Numa noite de lua nova, nasceu o primeiro filho da única filha do

Rom Barô (chefe cigano). Depois que o menino foi apresentado, o avô

ficou em sua tenda e calculou seu mapa natal. Quando o mapa ficou

pronto e desenhado, Rom Barô entrou na floresta e lá permaneceu em

silêncio e jejum por três noites e três dias. Voltou para sua tenda muito

abatido e sujo. Todos estavam preocupados com Rom Barô, que era um

homem muito sábio e justo.

Sua filha foi procurá-lo e perguntou “Pai, fiz algo errado? O senhor

está decepcionado com o seu neto?”.

O velho, que tinha agora o peso do mundo nos ombros, abraçou a

filha e chorou longamente. Depois os dois comeram em silêncio. A filha

amamentou seu filho na tenda do pai, para que ele visse seu neto.

O avô olhava para o neto com os olhos ternos, mas todas as

tristezas do mundo estavam naqueles olhos. Depois que o pequeno

mamou, pegou a criança no colo e viu o quão bela e perfeita era. Por fim

disse: “Meu neto é muito calmo e muito bonito”.

A filha perguntou: “Por que o senhor está tão triste com o

nascimento do seu primeiro neto?”,

Rom Barô respondeu “Na noite que ele nasceu, cheio de alegria,

fiz os cálculos de seu mapa natal e tracei o caminho das estrelas. Meu

neto será um grande homem. Bom. Justo. Inteligente. Poderá realizar

tudo o que quiser e terá uma vida muito rica. Nunca tinha visto um mapa

de vida tão plena. É por esta razão que estou tão triste”.

A filha não compreendeu: “O senhor está triste porque seu neto

terá uma vida plena?”.

“Filha, toda a pessoa que tem uma vida rica e plena também

carrega o fardo de grandes sofrimentos e muita dor. Não se pode atingir

a grandeza d’alma sem que se sofra longamente”.

Desde que ouvi esta estória mudei minha forma de ver todas as

ferramentas de autoconhecimento que temos a nossa disposição.
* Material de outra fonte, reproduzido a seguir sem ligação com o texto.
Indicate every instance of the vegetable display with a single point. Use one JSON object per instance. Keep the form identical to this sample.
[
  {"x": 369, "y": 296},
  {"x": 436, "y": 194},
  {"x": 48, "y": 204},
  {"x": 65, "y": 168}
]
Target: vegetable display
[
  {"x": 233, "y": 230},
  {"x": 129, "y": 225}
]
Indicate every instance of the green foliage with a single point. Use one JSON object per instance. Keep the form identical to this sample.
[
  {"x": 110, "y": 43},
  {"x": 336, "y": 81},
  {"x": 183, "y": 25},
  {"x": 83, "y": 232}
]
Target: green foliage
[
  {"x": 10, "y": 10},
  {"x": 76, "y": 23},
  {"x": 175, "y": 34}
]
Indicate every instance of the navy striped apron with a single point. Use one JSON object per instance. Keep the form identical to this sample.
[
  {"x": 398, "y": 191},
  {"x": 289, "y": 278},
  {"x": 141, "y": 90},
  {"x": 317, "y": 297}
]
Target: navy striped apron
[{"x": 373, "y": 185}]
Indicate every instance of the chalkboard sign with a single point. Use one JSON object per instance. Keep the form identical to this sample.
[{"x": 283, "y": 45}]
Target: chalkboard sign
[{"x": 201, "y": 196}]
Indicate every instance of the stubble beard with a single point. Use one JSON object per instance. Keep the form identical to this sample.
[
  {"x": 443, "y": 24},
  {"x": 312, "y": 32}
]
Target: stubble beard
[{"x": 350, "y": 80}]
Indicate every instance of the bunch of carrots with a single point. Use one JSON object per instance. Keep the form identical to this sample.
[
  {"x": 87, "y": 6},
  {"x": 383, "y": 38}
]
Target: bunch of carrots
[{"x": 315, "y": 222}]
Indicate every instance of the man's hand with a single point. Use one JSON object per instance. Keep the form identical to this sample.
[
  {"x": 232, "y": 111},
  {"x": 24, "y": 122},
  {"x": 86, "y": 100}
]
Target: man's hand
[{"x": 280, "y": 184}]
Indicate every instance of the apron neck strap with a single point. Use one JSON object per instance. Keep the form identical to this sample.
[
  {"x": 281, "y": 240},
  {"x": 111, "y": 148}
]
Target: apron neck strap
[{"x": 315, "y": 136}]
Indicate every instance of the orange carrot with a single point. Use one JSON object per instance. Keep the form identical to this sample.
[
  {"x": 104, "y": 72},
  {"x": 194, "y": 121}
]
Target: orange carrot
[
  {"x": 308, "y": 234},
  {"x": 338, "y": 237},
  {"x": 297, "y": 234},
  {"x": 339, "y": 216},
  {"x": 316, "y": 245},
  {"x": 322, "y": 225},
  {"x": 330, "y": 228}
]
A minha

percepção dos desafios foi completamente alterada.

Posso utilizar a astrologia, o tarô, eneagrama, os sete raios,

numerologia, runas, reencarnação, quiromancia, e até mesmo, a psicanálise

como instrumento de justificativa de algum comportamento. Todos fazemos

isso. Também já ouvimos: “Fulano fez isso porque é de Áries”, quando alguém

um pouco mais afoito, além de muito mal-educado, nos ofende ou afronta.

Ou podemos nos esconder, dizendo: “sou um número 7 típico, com uma

asa no número 8, por isso não consigo fazer um regime”. Ou então: “ainda não

superei os fantasmas da minha infância, preciso analisar os meus sintomas”.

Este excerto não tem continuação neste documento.